Alaska and Arctic Climate Newsletter

Share this post

January 2023 Climate Review

alaskaclimate.substack.com

January 2023 Climate Review

Temperatures and Sea Ice

Rick Thoman
Feb 2
2
Share this post

January 2023 Climate Review

alaskaclimate.substack.com

We start the monthly review here with temperatures and sea ice. Precipitation and snowfall/snowpack will be most helpfully discussed once the ERA5 reanalysis for January becomes available on February 6 or 7. However, based on what reliable station specific data has been reported thus far, unlike December, for the most part precipitation and snowfall were not dramatically far from normal in most of Alaska.

Temperatures

The first look at January temperatures in Fig. 1 reveals a very unusual pattern: nearly everywhere in Alaska was significantly warmer than normal. Because of Alaska’s size, a east-west split in cold seasons departures is common (reflecting variations in storm tracks); a north-south split is less common but occurs on occasion, e.g. last winter. Mid-winter temperatures can vary dramatically even at the monthly scale, so even though some places were ten or more degrees (F) above normal, no place had a record warm month and most long term climate sites were not even in the top ten. In the eastern Interior and Southeast Alaska January’s mild weather was a significant flip from December, while on the North Slope it was “more of the same”. Temperatures averaged closer to normal on the Bering Sea coast, where during the third and fourth week of the month there was an intrusion of colder air from the Russian far east.

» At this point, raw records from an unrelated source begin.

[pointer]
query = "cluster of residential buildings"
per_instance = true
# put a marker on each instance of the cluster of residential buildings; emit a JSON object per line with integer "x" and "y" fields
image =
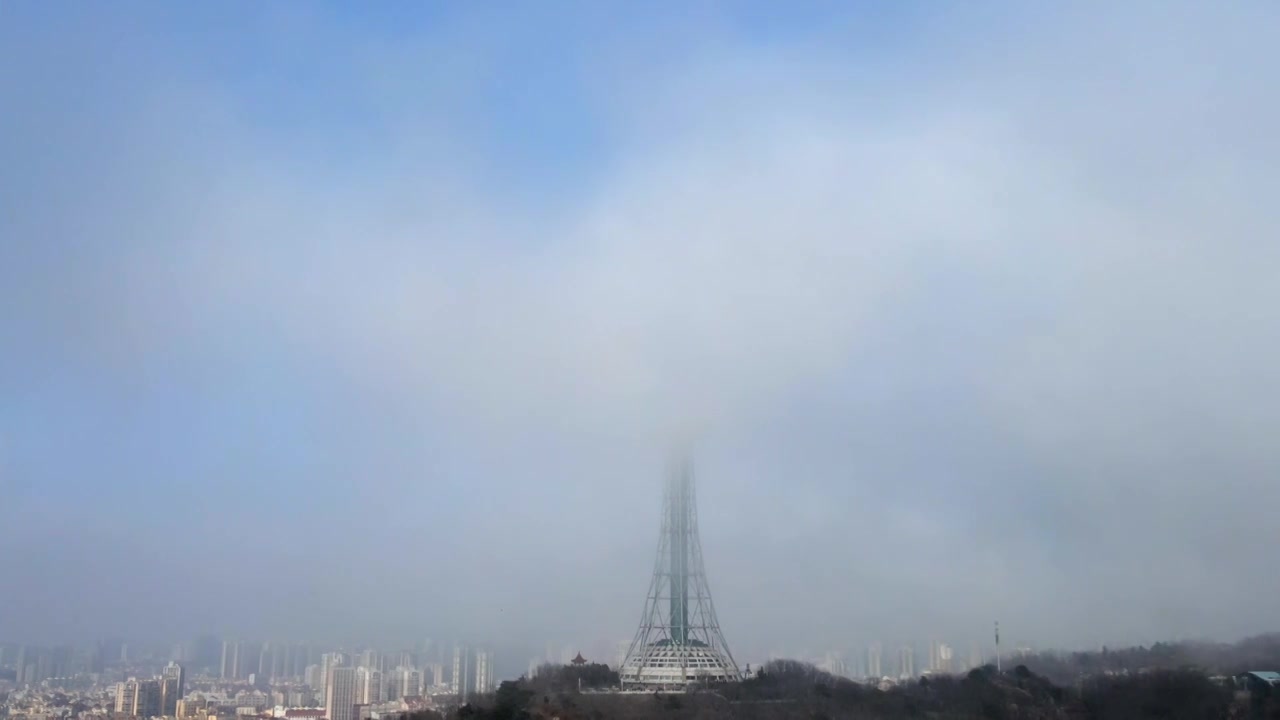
{"x": 236, "y": 680}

Thanks for reading Alaska and Arctic Climate Newsletter! Subscribe for free to receive new posts and support my work.

Fig 1. January 2023 average temperature departures from 1991-2020 normal from a variety of automated weather stations and NWS cooperative observers. All data is preliminary and subject to change.

In many areas there was a real lack of severe cold. The lowest reported temperature in the state was -48F (-44.4C) from the NWS cooperative observer outside of Manley Hot Springs. [Feb 02 update: the Climate Reference Network site in Nowitna National Wildfire Reguge reported a low of -50F (-45.6C)]. Only three Januarys in the past 40 years have had a higher state-wide low temperature. Fairbanks Airport had just one day with a low temperature of -20F (-28.9C) or lower. Only three years in the past 115 have not had a January minimum temperature at least that low. Anchorage Airport’s low of of -2F (-18.9C) was the highest January minimum since 2018. In Southeast Alaska the mildest places saw hardly any subfreezing weather. At Sitka Airport the monthly low temperature was just 31F (-0.6C). In the past 75 years only January 1985 had a higher minimum temperature. February 8th addition: Figure 1a shows the January temperature departures from the ERA5 reanalysis. The agreement this month with the available station level data is quite good. This really highlights the widespread warmth and the extreme of the extreme values over the Yukon Territory and northern Southeast Alaska.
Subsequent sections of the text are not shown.